2. Die Klassiker der Soziologie und Emotionen

2.1 Georg Simmel

Simmel untersucht die soziologische Bedeutung von Gefühlen anhand ihrer Logik, ihren sozialen Voraussetzungen und ihrer sozialen Wirkung. Er bezeichnet sie als „individual-psychologische Motive“, grenzt sie aber in der Untersuchung von der Psychologie ab. Für ihn sind die „bindende und kontrollierende Kraft“ der Gefühle wichtig, denn er ist der Ansicht, „dass Emotionen Individuen facettenreich aneinander binden“ dadurch seien Interaktionen überhaupt erst möglich (Vgl. Flam, 2002, 16f.). Sein Hauptaugenmerk legt er auf folgende Kategorien:

- Treue und Dankbarkeit
- Scham und Moral
- Die launischen Gefühle
- Hass
- Takt
- Freundschaft und Liebe

Bei Treue und Dankbarkeit handelt es sich für Simmel um Emotionen von besonderer Bedeutung da sie in den verschiedensten Interaktionsformen und Gruppierungen vorherrschen. Sie können zwischen Gleichgesinnten, in Freundschaften, sowie in hierarchischen Abstufungen, sowie im familiären oder politischen Raum existieren. Für Simmel garantiert die Treue, dass die „die Gesellschaft nicht zusammenbricht und dass ihre Institutionen eine gewisse Kontinuität besitzen“ (Flam, 2002, 18). Ebenso verhält es sich bei der Dankbarkeit, denn „in unzähligen Beziehungen ist es unmöglich, Äquivalente gegeneinander zu tauschen. Die Dankbarkeit wird als Ergänzung des Ausgetauschten dort eingesetzt, wo das Äquivalent fehlt“ (ebenda, 19).

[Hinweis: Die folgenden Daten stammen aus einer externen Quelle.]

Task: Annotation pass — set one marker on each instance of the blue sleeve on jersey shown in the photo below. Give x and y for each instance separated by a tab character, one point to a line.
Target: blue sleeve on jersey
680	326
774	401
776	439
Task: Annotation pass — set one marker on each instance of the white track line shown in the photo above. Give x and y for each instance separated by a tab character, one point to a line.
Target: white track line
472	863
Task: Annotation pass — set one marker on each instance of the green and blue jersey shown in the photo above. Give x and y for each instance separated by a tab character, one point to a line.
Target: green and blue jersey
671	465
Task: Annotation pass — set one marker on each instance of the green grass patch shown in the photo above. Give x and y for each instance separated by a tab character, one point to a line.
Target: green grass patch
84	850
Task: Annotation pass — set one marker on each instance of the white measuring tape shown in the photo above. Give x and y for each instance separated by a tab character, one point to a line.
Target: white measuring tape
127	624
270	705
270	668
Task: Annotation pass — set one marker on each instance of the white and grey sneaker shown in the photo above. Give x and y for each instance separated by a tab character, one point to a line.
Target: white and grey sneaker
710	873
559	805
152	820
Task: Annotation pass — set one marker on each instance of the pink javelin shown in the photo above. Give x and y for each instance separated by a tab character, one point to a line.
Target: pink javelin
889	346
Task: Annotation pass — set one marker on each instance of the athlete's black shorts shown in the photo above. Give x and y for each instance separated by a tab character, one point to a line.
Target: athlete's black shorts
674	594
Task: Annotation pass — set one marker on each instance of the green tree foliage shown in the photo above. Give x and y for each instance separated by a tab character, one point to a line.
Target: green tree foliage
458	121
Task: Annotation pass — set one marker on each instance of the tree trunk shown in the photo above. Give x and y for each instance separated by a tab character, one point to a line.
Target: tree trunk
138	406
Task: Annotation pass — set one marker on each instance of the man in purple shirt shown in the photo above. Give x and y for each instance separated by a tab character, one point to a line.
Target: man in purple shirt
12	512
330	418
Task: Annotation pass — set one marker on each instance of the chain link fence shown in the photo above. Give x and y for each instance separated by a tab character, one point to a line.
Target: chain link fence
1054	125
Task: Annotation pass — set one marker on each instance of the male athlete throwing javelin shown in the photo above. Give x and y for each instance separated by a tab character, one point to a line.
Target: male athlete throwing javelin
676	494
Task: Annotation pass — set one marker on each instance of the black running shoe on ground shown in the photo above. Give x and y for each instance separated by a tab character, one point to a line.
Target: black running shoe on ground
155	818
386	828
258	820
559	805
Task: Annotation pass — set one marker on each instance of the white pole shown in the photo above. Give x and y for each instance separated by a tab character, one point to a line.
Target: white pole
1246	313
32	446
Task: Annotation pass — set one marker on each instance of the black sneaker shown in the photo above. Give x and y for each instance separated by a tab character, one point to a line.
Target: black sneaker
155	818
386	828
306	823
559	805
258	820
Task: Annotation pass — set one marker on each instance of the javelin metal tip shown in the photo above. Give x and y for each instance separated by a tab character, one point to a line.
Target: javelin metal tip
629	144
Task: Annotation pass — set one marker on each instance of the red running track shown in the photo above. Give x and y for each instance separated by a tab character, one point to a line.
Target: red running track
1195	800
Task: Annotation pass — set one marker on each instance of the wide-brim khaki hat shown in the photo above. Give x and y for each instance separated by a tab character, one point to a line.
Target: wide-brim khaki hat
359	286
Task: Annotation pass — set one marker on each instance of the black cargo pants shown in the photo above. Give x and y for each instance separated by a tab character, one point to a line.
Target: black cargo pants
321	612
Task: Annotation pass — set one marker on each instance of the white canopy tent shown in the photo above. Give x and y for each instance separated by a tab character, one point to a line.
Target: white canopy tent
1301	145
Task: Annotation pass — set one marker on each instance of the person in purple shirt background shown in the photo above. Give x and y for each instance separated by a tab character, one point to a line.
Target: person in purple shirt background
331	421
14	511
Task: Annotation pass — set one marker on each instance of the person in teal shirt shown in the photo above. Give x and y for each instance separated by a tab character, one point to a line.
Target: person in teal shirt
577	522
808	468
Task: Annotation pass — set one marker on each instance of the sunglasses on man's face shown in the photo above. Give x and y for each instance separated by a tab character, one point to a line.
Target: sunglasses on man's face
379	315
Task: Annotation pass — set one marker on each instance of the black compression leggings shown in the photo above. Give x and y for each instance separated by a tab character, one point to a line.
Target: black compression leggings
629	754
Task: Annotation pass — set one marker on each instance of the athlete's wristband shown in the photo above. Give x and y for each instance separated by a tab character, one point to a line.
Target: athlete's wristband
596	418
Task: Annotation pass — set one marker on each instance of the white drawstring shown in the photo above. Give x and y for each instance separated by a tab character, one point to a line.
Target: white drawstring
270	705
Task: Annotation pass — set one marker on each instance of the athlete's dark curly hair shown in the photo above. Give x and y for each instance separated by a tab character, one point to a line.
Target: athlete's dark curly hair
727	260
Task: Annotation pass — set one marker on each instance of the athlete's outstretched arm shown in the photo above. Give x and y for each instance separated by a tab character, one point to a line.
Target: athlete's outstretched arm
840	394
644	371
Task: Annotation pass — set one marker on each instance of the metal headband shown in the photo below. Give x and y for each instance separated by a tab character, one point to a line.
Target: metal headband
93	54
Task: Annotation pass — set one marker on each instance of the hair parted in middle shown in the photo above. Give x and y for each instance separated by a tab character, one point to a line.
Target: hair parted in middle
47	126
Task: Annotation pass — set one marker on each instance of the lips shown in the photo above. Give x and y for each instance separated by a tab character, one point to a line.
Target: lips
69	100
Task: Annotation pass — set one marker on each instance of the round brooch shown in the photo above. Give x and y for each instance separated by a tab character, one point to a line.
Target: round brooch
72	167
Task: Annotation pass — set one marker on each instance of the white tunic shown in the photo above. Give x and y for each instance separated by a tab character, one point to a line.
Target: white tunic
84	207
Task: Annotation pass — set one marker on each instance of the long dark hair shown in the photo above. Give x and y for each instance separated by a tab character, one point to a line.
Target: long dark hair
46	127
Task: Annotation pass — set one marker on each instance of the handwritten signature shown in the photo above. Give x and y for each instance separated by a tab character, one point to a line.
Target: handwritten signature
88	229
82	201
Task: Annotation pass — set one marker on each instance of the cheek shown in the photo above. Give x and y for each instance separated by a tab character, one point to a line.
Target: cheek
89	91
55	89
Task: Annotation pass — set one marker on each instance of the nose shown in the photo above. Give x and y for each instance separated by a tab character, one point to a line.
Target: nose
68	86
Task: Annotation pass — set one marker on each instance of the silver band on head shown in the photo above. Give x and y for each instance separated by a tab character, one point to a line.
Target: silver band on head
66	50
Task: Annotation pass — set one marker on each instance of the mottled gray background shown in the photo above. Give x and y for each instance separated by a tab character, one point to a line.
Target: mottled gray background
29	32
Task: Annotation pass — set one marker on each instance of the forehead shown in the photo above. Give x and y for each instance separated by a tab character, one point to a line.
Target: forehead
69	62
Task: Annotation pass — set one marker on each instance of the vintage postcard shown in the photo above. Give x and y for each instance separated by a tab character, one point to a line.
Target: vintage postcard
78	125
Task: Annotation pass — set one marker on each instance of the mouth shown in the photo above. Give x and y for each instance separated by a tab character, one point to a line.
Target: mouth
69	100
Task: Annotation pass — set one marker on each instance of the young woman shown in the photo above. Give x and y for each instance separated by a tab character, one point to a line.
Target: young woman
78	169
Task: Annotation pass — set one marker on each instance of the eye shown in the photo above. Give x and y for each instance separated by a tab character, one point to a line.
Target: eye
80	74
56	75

Weil man sich durch Dankbarkeit freiwillig oder unfreiwillig verbunden fühlt und man sich mitunter gar nicht dagegen wehren kann, diese Austauschbeziehung aufrecht zu erhalten, trägt sie zu einer Stabilisierung von sozialen Beziehungen bei.

Scham stellt eine Instanz der sozialen Kontrolle dar. Mit oder durch Scham werden soziale Normen aufrecht erhalten, man wird durch die eigene Scham auf die Verletzung einer sozialen Norm aufmerksam „Indem man sich schämt, fühlt man das eigene Ich in der Aufmerksamkeit anderer hervorgehoben und zugleich, dass diese Hervorhebung mit der Verletzung irgendeiner Norm (sachlichen, sittlichen, konventionellen, personalen) verbunden ist“ (Simmel 1992:141 in Flam 2002, 21).

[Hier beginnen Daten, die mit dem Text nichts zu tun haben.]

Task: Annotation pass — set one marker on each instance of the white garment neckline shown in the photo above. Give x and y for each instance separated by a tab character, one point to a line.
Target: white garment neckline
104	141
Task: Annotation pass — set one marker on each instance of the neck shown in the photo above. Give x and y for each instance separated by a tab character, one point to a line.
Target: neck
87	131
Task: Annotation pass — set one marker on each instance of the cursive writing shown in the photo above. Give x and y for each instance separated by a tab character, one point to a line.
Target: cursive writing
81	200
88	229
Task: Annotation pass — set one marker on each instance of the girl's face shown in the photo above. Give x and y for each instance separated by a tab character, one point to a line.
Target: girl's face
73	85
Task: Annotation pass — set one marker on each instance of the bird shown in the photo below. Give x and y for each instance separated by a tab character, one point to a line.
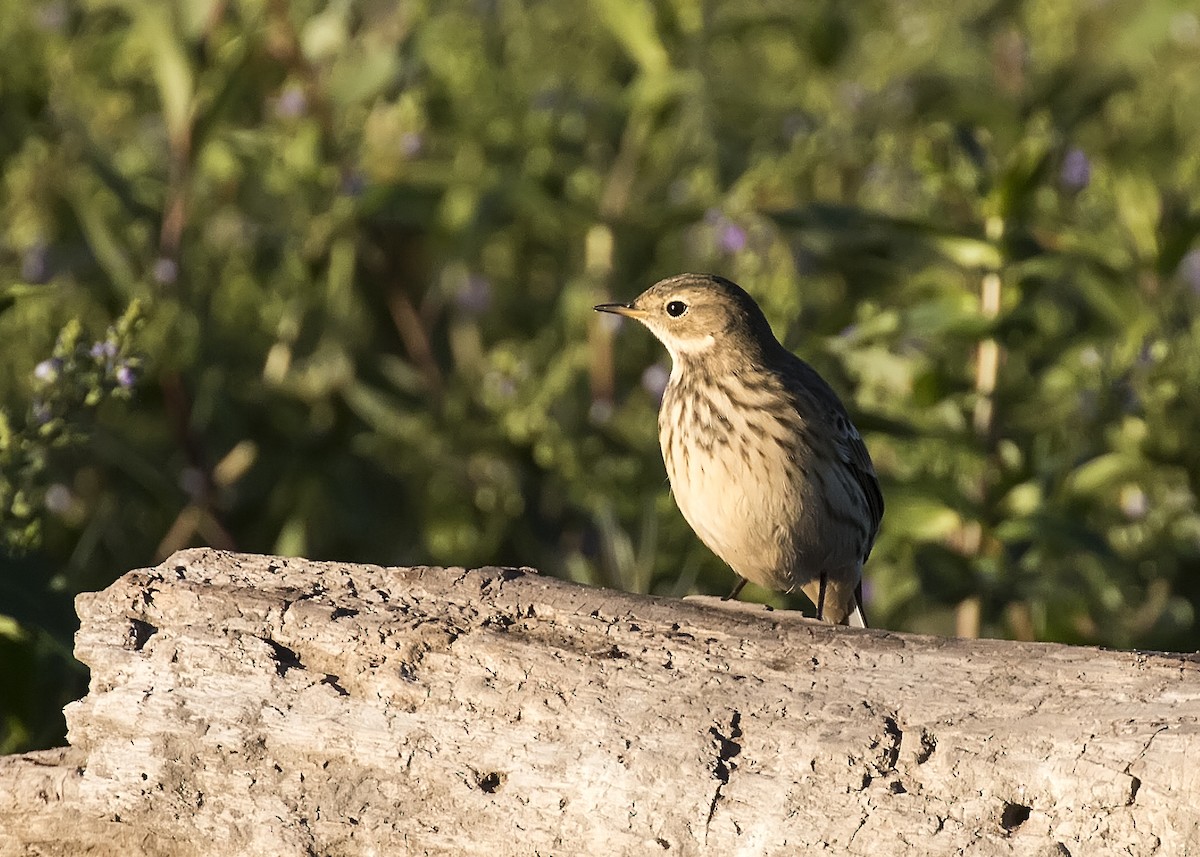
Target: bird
762	457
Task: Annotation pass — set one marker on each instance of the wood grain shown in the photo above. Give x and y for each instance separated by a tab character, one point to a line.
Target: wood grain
250	705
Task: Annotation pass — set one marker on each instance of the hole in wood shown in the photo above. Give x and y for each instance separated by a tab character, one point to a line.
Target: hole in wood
490	781
1013	816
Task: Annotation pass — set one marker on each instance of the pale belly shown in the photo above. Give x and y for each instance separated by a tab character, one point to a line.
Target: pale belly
745	502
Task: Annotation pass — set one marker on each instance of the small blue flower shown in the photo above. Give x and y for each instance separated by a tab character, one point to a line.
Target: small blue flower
48	370
411	144
1189	270
41	412
292	103
475	295
732	238
35	265
126	376
1077	169
166	271
103	351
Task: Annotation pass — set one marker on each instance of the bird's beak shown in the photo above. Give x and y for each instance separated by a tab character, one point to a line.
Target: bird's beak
627	310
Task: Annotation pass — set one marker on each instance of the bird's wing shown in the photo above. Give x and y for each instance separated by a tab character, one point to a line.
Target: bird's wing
847	443
853	451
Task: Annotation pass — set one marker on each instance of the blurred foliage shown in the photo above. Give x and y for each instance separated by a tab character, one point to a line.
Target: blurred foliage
361	241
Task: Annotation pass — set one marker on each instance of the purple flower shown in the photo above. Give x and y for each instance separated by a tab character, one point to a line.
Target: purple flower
475	295
35	265
732	238
126	376
411	144
166	271
48	370
103	351
1189	270
1077	169
292	103
41	412
58	498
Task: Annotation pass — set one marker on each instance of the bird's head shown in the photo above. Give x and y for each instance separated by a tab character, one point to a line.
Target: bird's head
700	316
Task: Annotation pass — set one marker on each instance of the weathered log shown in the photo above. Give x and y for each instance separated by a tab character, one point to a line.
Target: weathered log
246	705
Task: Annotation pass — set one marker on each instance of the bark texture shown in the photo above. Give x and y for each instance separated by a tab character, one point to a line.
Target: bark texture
246	705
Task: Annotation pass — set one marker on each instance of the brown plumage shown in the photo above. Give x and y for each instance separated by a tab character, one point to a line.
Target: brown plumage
763	461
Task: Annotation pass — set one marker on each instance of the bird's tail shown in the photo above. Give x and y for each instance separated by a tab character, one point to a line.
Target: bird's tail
857	618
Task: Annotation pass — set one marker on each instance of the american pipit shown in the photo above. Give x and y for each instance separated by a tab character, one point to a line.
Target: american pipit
763	461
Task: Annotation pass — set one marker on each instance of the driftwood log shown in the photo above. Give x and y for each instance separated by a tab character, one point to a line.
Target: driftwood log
246	705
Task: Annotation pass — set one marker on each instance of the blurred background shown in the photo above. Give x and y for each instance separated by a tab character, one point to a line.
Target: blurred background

Scham und Moral sind eng verbunden. Simmel trifft Unterscheidungen zwischen gesellschaftlichen und personalen Normen die bei Verletzung ein Schamgefühl auslösen können und ein moralisches Benehmen zur Folge haben.

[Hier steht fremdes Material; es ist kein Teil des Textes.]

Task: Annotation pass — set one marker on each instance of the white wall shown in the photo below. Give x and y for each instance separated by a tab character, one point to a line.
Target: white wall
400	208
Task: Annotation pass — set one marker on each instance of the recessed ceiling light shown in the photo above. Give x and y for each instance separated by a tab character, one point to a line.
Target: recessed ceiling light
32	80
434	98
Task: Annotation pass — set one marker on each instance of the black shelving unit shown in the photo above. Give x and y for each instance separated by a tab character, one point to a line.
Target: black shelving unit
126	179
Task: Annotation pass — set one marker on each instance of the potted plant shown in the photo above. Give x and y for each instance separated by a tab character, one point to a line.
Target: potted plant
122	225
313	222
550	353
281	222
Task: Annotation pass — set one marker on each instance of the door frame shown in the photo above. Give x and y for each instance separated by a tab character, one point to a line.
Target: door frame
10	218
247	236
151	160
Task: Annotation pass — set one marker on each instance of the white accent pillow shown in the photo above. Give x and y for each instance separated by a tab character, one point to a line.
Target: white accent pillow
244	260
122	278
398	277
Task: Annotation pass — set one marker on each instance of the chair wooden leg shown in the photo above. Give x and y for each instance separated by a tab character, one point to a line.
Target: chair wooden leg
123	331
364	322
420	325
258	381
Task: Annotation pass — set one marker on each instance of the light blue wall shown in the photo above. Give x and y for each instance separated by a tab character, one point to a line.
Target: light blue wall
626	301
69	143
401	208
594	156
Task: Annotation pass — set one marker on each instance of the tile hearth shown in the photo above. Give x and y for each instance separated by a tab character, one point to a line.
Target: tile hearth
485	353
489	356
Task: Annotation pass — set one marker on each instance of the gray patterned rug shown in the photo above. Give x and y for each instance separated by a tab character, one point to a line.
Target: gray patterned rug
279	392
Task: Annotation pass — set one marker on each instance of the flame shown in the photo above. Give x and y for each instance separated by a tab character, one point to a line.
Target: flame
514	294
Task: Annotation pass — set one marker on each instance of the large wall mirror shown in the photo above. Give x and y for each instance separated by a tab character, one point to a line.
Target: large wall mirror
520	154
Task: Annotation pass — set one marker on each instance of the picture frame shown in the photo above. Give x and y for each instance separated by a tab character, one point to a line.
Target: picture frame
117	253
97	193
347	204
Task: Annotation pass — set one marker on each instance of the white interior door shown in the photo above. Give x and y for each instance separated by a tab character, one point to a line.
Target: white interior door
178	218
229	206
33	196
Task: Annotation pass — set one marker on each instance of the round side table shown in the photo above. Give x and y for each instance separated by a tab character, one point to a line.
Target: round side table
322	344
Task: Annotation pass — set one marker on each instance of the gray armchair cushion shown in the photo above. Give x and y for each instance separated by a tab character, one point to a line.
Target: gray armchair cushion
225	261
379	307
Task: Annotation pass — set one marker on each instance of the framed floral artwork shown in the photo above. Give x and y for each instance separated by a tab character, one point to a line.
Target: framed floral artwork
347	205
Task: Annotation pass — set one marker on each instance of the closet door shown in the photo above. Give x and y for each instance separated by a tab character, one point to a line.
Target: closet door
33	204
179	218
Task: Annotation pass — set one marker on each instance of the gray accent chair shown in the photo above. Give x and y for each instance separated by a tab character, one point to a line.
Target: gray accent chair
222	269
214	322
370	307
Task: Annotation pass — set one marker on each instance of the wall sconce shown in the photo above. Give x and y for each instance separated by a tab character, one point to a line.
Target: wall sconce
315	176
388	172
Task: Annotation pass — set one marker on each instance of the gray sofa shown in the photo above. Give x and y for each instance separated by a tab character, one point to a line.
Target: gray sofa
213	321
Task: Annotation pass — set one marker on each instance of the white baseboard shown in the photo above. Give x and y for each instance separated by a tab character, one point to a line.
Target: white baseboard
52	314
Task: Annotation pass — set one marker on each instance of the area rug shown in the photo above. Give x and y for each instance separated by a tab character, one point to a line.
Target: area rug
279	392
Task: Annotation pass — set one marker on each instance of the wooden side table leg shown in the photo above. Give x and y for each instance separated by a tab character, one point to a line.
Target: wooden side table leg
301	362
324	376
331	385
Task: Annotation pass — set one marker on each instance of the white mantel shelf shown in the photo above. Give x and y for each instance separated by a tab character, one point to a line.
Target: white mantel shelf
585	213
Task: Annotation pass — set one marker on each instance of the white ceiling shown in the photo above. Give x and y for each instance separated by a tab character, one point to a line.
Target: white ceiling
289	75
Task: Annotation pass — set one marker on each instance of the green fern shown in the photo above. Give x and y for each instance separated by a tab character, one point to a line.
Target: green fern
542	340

Ich möchte hier nicht auf all die oben genannten Emotionskategorien eingehen, mir ist nur Wichtig, dass auch schon hier deutlich wird, in welcher gesellschaftlichen Relevanz Emotionen stehen können und dass sie durchaus wie im späteren noch deutlicher erläutert wird System bestimmend beziehungsweise bildend oder erhaltend wirken können. Hier bei Simmel wird meiner Meinung nach schon deutlich welche tragende und verknüpfende gesellschaftliche Relevanz Emotionen zukommt.

2.2 Max Weber

Wenn man sich Webers protestantische Ethik anschaut kommt man nichts sofort auf den Gedanken, dass gerade dieses doch oberflächig der rationalistisch, calvinistisch geprägte Weltbild auch durch Emotionen gefestigt sein soll. Geht man jedoch tiefer in die Materie dann findet man gerade in den Kapiteln über die Religiosität diverse Hinweise auf Emotionalität. Denn wen man die Geschichte der Religionsmanifestation und Legitimation näher betrachtet sieht man dass sie zunächst auf Ausnutzung von Unwissenheit (Mittelalter) und Angst begründet ist (Ablassbriefe etc). Weber zeichnet nun in seiner „protestantischen Ethik“ ein Bild, welches auch auf Angst vor Verdammung gebaut ist. Weshalb ein jeder „gottgerecht lebt“ um nicht in die Verlegenheit zu kommen, nicht zu den von vornherein Auserwählten zu gehören, denen die Erlösung im Himmel gewährt ist. Dieser Erlösungsgedanke zeiht sich durch diverse Religionen mit dem einzigen Zweck, die Menschen zu einer Lebensführung zu bringen, die im Interesse der jeweiligen Religion steht und sich an starren Normen orientiert um die Macht der Religion zu manifestieren. (Weber 1976, 321 f. ). Auch in seinen Abhandlungen über Herrschaft finden sich Aspekte der Emotionalität wieder. Ich möchte hier als Beispiel die „charismatische Herrschaft“ herausgreifen“. Bei der charismatischen Herrschaft handelt es sich um eine Herrschaftsform die durch „außeralltägliche“ Persönlichkeit bestimmt ist und die sich aufgrund einer herausragenden Persönlichkeitsstruktur legitimiert: „über die Geltung des Charisma entscheidet die durch Bewährung- ursprünglich stets: durch Wunder- gesicherte freie, aus Hingabe an Offenbarung, Heldenverehrung, Vertrauen zum Führer geborene, ANERKENNUNG durch die Beherrschten (…..) diese Anerkennung ist psychologisch eine aus Begeisterung oder Not und Hoffnung geborene gläubige, ganz persönliche Hingabe.“ ( Weber 1976, 140). Hier werden die emotionalen Faktoren zur Status und Machtsicherung sehr deutlich in einem weiteren Abschnitt kommt dann die Bestätigung, dass es sich um eine emotionale Vergemeinschaftung handelt: „ Der Herrschaftsverband Gemeinde: ist eine emotionale Vergemeinschaftung. Der Verwaltungsstab des charismatischen Herrn ist kein Beamtentum am wenigsten ein fachmäßig geschultes. (….) Es gibt keine „Anstellung“ oder „Absetzung“, keine Laufbahn und kein „Aufrücken“. Sondern nur Berufung nach Eingebung des Führers aufgrund der charismatischen Qualifikation des Berufenen.“ (ebenda, 141).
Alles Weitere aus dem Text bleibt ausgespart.